The Commission has just signed a partnership agreement with the Human Brain Project, a key EU research project aiming to better understand how the human brain works.
The Human Brain Project (HBP), launched in 2013, will provide researchers with world-class infrastructure, ICT tools and mathematical models to improve their knowledge of the human brain, its diseases and its computational capabilities.
Today's agreement will enable the Commission to support the HBP until 2020, under the EU research and innovation programme Horizon 2020. The project involves more than 400 researchers from 24 countries from all over Europe.
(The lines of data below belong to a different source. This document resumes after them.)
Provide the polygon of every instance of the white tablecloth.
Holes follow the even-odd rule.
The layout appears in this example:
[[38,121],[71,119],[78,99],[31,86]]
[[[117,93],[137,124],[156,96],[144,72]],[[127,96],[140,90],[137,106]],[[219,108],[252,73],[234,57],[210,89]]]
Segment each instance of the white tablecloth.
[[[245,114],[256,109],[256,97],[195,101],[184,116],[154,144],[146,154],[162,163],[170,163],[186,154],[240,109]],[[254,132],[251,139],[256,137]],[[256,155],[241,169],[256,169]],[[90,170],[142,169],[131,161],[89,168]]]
The overall budget of the HBP is estimated to €1 billion over ten years (2013-2023), with support from the Commission and from other partners including universities, industries and Member States' own programmes.
The Framework Partnership Agreement (FPA) signed today formalises the long-term commitment, roles and responsibilities between the HBP project consortium and the Commission until 2020. The agreement reinforces the governance structure of the HBP as well as the essential contribution of cognitive neurosciences in it.
The Human Brain Project and Graphene were selected in 2013 as Future and Emerging Technologies Flagships to tackle the grand scientific and technological challenges of digital science.
More information on the Human Brain Project (HBP)
The Human Brain Project (HBP), is a €1 billion research initiative to deliver 10 years of world-beating science at the crossroads of science and technology. It was selected for EU funding in January 2013 by a high-level evaluation panel including leading scientists, industrialists and specialists from across a broad range of disciplines.
The HBP is building an ICT research infrastructure for neurosciences, brain medicine and future computing that will provide researchers with computational and big data integration tools and services and mathematical models for modelling and simulating the brain using supercomputers. The HBP brings together many different scientific communities seeking to make advances in neuroscience, computing, robotics and medicine.